Commands Generated by DO REPEAT in Output Window## Labelling the Dummy Variables

In principle, we're done now. However, it's usually good practice to label any new variables.

First, this will make our **output more readable**. For instance, a variable label such as “Dummy variable for pet = 1 (“Dog”).” conveys much more meaning than simple “pet_d1”. Second, if we (or somebody else) return to our project after some time, there's a good chance we're not quite sure what “pet_d1” actually represents if we don't explain its meaning in a variable label.

Unfortunately, SPSS doesn't offer an efficient way for applying proper variable labels here. The fastest way is copy-pasting a single VARIABLE LABELS command. Next, adjust the second through last commands as needed (see syntax below).

Although the meaning of the values (0 and 1) is reasonably obvious, we could apply basic value labels to them as well. We'll do so for all variables in one go as shown in step 2 below.

***1. Apply variable labels.**

variable labels pet_d1 "Dummy variable for pet = 1 (Dog)".

variable labels pet_d2 "Dummy variable for pet = 2 (Cat)".

*And so on...

***2. Apply value labels.**

value labels pet_d1 to pet_d4 0 'False' 1 'True'.

## Labelling Dummy Variables - Result

Variable Labels Applied to Dummy Variables## Creating Dummy Variables - Possible Complications

So far, creating dummy variables for a single nominal variable hasn't been too much of a hassle, except for applying variable labels perhaps. However, the scenario we covered was the simplest you'll encounter in practice. For instance, if a variables has other values than 1, 2, ..., n, it may not be possible to simplify things with DO REPEAT like we did.

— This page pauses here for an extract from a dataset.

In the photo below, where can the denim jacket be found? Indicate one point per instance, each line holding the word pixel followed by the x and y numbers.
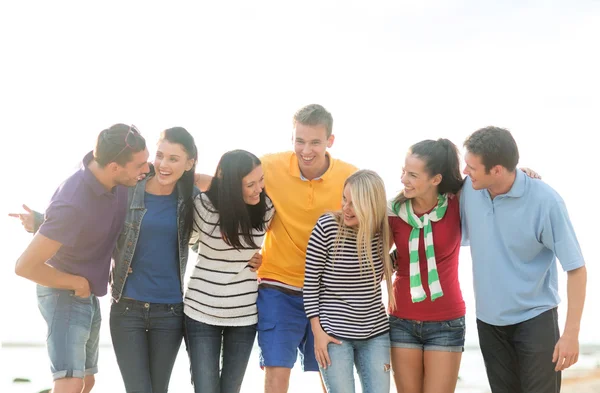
pixel 123 253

Second, when **many variables** have to be dummified, this will result in quite a lot of syntax, the writing of which may require some effort and may involve some typos or other imperfections.

Fortunately, the process of **creating dummy variables can be automated** but basic syntax or a macro won't do the job because access is needed to the value labels of the original variables. As often, the only reasonable way to go here is Python. Because the required syntax is rather advanced, we wrapped it up in an SPSS custom dialog. This super easy tool is explained by and can be freely downloaded from SPSS Create Dummy Variables Tool. We hope you'll like it!

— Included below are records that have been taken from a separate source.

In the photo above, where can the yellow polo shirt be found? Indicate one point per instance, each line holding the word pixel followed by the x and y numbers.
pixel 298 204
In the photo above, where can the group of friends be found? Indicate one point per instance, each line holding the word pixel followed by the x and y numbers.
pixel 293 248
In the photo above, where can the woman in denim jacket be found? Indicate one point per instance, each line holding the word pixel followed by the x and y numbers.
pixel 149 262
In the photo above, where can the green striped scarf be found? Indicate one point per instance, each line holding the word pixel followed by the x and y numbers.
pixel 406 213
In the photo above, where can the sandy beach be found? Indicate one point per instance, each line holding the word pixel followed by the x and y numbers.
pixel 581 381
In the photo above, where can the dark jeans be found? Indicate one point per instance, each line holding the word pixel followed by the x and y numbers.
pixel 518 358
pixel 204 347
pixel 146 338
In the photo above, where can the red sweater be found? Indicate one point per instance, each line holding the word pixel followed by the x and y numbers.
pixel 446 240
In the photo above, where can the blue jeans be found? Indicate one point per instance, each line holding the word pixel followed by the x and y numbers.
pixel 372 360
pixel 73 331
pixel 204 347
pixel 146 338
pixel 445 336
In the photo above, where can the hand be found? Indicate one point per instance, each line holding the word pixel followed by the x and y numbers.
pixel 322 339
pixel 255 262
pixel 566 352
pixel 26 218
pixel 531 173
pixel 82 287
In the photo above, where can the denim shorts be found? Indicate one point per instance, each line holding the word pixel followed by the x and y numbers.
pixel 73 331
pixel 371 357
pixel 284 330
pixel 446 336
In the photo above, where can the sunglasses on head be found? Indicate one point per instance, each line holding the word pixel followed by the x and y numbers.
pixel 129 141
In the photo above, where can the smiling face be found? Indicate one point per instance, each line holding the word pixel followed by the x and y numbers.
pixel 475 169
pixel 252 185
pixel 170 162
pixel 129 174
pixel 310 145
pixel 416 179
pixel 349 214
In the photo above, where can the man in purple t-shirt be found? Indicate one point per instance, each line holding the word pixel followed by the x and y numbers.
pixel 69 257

## This tutorial has 24 comments

## By Ruben Geert van den Berg on July 5th, 2016

Hi! I'm currently on holiday so I can be of limited help.

However, it seems as if you're running CATREG or something, not the usual linear regression analysis. "Values less than or equal to zero" are obviously created by standard dummification and are fine for linear regression (REGRESSION command in SPSS). For other regression procedures such as CATREG, such values are seen as missing, which may be the cause of your problem.

## By AB on July 4th, 2016

This tutorial was fantastic and got me farther than I ever would have otherwise, but I'm having an issue that I am hoping someone might be able to help me with.

I dummy coded and have 0's and 1's in my columns but I keep getting the following message-

The number of valid active objects is less than 3. This may be due to treating missing data as listwise, or to the specification of supplementary objects, or to weighting objects with zero weights.

Execution of this command stops.

The following variables have values less than or equal to zero, which are considered as missing in this procedure:

After the last sentence, it then lists every variable I input. The output also says that every single one of my 1110 cases is an active case with a missing value. Any thoughts on why? Any help would be much appreciated. Thanks!

## By helal islam on March 28th, 2016

very nice. i love it.

## By Romlus on August 19th, 2015

Very well captured.

## By Ruben Geert van den Berg on August 6th, 2015

Thanks for your comment. This tutorial is restricted to the data editing part (hence, "creating" rather than "using" dummy variables). We'd love to discuss the main multivariate analyses - including regression with dummy variables and interaction effects - but our main focus right now is improving and expanding our beginners' tutorials. Honestly, regression tutorials are probably not coming up any time soon.